Positions and Offices

with Underwriter

Positions and Offices

with the Trust

William J. Strait President, General Counsel, Secretary, and Manager None
Mike Nielsen Chief Compliance Officer and AML Compliance Officer None
Stephen Preston Financial Operations Principal None
David Young Manager None

 

 (b)(2) Archer is registered with Securities and Exchange Commission as a broker-dealer and is a member of the Financial Industry Regulatory Authority, Inc.
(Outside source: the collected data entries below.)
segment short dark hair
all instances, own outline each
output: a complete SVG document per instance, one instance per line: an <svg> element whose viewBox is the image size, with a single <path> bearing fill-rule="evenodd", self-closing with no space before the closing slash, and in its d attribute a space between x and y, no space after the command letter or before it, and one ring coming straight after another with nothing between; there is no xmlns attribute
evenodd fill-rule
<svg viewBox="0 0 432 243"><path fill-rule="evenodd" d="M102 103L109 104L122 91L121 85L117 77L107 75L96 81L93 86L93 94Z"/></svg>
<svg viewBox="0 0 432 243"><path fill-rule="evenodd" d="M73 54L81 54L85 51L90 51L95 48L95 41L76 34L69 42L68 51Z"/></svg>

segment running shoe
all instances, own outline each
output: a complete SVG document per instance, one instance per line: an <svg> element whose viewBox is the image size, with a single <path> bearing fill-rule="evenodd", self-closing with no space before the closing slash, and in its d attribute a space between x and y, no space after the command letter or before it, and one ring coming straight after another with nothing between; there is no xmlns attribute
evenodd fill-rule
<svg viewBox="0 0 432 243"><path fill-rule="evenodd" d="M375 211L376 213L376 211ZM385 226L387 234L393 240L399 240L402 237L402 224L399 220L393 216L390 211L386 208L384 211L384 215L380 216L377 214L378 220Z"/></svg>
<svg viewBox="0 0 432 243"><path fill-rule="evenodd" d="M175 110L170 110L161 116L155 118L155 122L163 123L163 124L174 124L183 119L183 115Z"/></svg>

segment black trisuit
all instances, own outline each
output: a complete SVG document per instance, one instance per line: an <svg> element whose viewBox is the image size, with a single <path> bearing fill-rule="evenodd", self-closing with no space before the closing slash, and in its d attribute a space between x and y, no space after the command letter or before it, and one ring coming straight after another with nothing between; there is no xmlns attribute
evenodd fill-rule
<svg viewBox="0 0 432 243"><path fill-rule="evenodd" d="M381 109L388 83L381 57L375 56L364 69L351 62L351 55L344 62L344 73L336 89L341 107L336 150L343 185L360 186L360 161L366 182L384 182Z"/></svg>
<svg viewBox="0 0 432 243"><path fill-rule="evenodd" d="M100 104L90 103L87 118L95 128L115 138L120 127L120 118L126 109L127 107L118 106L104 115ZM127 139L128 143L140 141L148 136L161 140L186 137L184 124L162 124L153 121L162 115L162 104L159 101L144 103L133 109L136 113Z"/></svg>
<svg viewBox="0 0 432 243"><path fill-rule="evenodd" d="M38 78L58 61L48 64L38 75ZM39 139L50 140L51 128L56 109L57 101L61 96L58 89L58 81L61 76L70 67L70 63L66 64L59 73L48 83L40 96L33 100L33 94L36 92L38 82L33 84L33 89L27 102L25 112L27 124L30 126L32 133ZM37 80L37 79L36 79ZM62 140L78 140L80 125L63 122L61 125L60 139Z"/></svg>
The principal business address of Archer Distributors, LLC is 6100 Chevy Chase Dr., Suite 100, Laurel, MD 20707. Archer is an affiliate of Arrow Investment Advisors, LLC. To the best of Registrant's knowledge, the following are the members and officers of Archer Distributors, LLC:

 

 

Name Positions and Offices with Underwriter Positions and Offices with the Trust
Jake Griffith President Secretary
Kristin Stelljes Chief Compliance Officer None
Estee C.  Dorfman FINOP None

 

 (c) Not applicable.

Item 33. Location of Accounts and Records.
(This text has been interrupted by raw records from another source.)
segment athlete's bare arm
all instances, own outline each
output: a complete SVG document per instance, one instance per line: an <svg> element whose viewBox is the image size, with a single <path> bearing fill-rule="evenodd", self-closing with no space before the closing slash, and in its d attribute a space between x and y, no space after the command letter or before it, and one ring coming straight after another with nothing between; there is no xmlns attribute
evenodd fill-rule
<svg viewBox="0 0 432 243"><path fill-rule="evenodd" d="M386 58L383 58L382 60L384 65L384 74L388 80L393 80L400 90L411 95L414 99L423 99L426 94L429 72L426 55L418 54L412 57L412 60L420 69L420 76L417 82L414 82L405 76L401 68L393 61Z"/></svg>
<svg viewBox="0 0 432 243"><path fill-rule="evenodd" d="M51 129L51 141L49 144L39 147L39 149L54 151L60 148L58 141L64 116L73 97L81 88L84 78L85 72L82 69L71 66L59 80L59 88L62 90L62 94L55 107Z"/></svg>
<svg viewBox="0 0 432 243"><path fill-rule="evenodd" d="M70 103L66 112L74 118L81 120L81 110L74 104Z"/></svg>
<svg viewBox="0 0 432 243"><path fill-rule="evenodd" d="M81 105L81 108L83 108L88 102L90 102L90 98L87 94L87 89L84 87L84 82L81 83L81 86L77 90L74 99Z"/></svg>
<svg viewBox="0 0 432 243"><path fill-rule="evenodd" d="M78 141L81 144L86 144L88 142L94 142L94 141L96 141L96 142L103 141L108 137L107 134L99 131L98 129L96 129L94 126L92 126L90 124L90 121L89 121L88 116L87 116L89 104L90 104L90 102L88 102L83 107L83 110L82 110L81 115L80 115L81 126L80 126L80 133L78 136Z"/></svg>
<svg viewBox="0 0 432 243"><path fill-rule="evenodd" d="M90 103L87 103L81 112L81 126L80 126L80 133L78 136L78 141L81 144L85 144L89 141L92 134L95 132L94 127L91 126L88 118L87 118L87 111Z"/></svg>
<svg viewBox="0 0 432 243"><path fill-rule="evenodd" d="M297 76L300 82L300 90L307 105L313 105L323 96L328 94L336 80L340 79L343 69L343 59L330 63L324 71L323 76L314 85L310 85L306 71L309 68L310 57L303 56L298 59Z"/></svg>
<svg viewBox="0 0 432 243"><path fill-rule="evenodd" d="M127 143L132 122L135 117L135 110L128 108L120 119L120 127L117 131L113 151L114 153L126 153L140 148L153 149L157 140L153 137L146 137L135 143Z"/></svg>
All accounts, books and documents required to be maintained by the Registrant pursuant to Section 31(a) of the Investment Company Act of 1940 and Rules 31a-1 through 31a-3 thereunder are maintained at the office of the Registrant, Adviser, Sub-Advisor, Principal Underwriters, Transfer Agent, Fund Accountant, Administrator and Custodian at the addresses stated in the SAIs.
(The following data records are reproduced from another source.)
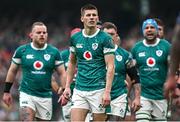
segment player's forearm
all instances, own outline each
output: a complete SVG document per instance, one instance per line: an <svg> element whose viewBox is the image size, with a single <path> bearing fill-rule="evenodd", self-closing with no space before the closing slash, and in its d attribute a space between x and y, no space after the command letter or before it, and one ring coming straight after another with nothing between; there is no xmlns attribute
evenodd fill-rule
<svg viewBox="0 0 180 122"><path fill-rule="evenodd" d="M74 73L75 73L76 65L69 63L67 68L67 80L66 80L66 88L70 87L71 83L73 82Z"/></svg>
<svg viewBox="0 0 180 122"><path fill-rule="evenodd" d="M9 68L7 76L6 76L6 81L5 82L11 82L13 83L17 74L17 69Z"/></svg>
<svg viewBox="0 0 180 122"><path fill-rule="evenodd" d="M52 86L52 90L54 91L54 92L58 92L58 89L59 89L59 85L58 85L58 83L55 81L55 79L53 80L51 80L51 86Z"/></svg>
<svg viewBox="0 0 180 122"><path fill-rule="evenodd" d="M60 76L60 81L61 81L61 86L63 88L66 87L66 79L67 79L67 74L66 72L62 73L61 76Z"/></svg>
<svg viewBox="0 0 180 122"><path fill-rule="evenodd" d="M136 83L134 86L134 96L135 98L140 98L141 96L141 86L140 83Z"/></svg>
<svg viewBox="0 0 180 122"><path fill-rule="evenodd" d="M9 93L10 89L13 85L13 82L15 80L16 74L18 71L18 66L15 64L11 64L7 76L6 76L6 80L5 80L5 87L4 87L4 92L5 93Z"/></svg>
<svg viewBox="0 0 180 122"><path fill-rule="evenodd" d="M111 92L113 79L114 79L114 65L111 65L108 67L106 73L106 87L105 87L106 92Z"/></svg>

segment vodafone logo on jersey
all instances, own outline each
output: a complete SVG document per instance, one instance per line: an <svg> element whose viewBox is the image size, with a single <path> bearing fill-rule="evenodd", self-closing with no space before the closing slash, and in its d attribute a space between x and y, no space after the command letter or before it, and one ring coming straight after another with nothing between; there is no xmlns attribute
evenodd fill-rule
<svg viewBox="0 0 180 122"><path fill-rule="evenodd" d="M147 60L146 60L146 64L149 66L149 67L153 67L155 64L156 64L156 60L152 57L149 57Z"/></svg>
<svg viewBox="0 0 180 122"><path fill-rule="evenodd" d="M91 60L92 59L92 54L90 51L85 51L84 54L83 54L83 57L86 59L86 60Z"/></svg>
<svg viewBox="0 0 180 122"><path fill-rule="evenodd" d="M41 61L35 61L33 66L35 69L41 70L43 68L43 63Z"/></svg>

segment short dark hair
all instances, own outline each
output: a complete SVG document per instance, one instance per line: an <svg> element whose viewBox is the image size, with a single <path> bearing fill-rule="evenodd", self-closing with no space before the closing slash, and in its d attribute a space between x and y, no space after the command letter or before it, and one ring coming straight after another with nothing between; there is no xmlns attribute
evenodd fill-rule
<svg viewBox="0 0 180 122"><path fill-rule="evenodd" d="M85 10L97 10L96 6L95 5L92 5L92 4L86 4L84 5L83 7L81 7L81 16L84 15L84 11ZM97 10L98 11L98 10Z"/></svg>
<svg viewBox="0 0 180 122"><path fill-rule="evenodd" d="M156 23L159 25L159 26L162 26L164 28L164 23L161 19L159 18L154 18L154 20L156 21Z"/></svg>
<svg viewBox="0 0 180 122"><path fill-rule="evenodd" d="M38 25L38 26L46 26L43 22L34 22L34 23L32 24L31 31L33 30L33 28L34 28L36 25Z"/></svg>
<svg viewBox="0 0 180 122"><path fill-rule="evenodd" d="M117 32L117 27L112 22L104 22L102 24L102 30L105 29L105 28L107 28L107 29L113 28Z"/></svg>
Item 34. Management Services. Not applicable.

Item 35. Undertakings. The Registrant undertakes that each Fund's Subsidiary will submit to inspection by the Securities and Exchange Commission.

 

 
 

SIGNATURES

Pursuant to the requirements of the Securities Act of 1933 and the Investment Company Act of 1940, the Fund certifies that it meets all of the requirements for effectiveness of this registration statement pursuant to Rule 485(b) under the Securities Act of 1933 and has duly caused this amendment to its registration statement to be signed on its behalf by the undersigned, duly authorized, in the City of Columbus, State of Ohio, on the 27th day of November, 2019.

Arrow Investments Trust

By: /s/ JoAnn M. Strasser

JoAnn M. Strasser, Attorney-in-fact

Pursuant to the requirements of the Securities Act of 1933, this amendment to the registration statement has been signed below by the following persons in the capacities and on the dates indicated.

 

Name Title Date
Robert S. Andrialis* Trustee November 27, 2019
Paul Montgomery* Trustee November 27, 2019
Thomas T. Sarkany* Trustee November 27, 2019
Joseph Barrato* Trustee, President, and Principal Executive Officer November 27, 2019
Sam Singh* Treasurer and Principal Financial Officer November 27, 2019

 

 

*By: /s/ JoAnn M. Strasser

JoAnn M. Strasser, Attorney-in-fact

 

  

 

 

 
 

EXHIBIT INDEX

Portions of these exhibits have been omitted.

EX (d)(ii)(b) Amended and Restated Expense Limitation Agreement between Arrow Investments Trust and Arrow Investment Advisors, LLC dated September 28, 2018.
EX (d)(iii) Sub-Advisory Agreement between Arrow Investment Advisors, LLC and Halyard Asset Management LLC dated May 6, 2019.
EX (g)(i) Amended and Restated Global Custody Agreement with MUFG Union Bank, N.A. dated September 17, 2019.
EX (h)(i)(c) Second Amendment to the Fund Services Agreement with Gemini Fund Services, LLC dated June 1, 2018.
EX (h)(i)(d) Third Amendment to the Fund Services Agreement with Gemini Fund Services, LLC dated April 1, 2020.
EX (h)(ii)(a) ETF Fund Services Agreement with Gemini Fund Services, LLC dated June 11, 2015
EX (h)(ii)(b) Amendment to the ETF Fund Services Agreement with Gemini Fund Services, LLC dated October 1, 2016.
EX (h)(ii)(c) Second Amendment to the ETF Fund Services Agreement with Gemini Fund Services, LLC dated June 1, 2018.
EX (h)(ii)(d) Third Amendment to the ETF Fund Services Agreement with Gemini Fund Services, LLC dated April 1, 2020.
EX (i)(ii) Legal Consent of Thompson Hine, LLP.
EX (j)(i) Consent of Independent Registered Public Accounting Firm.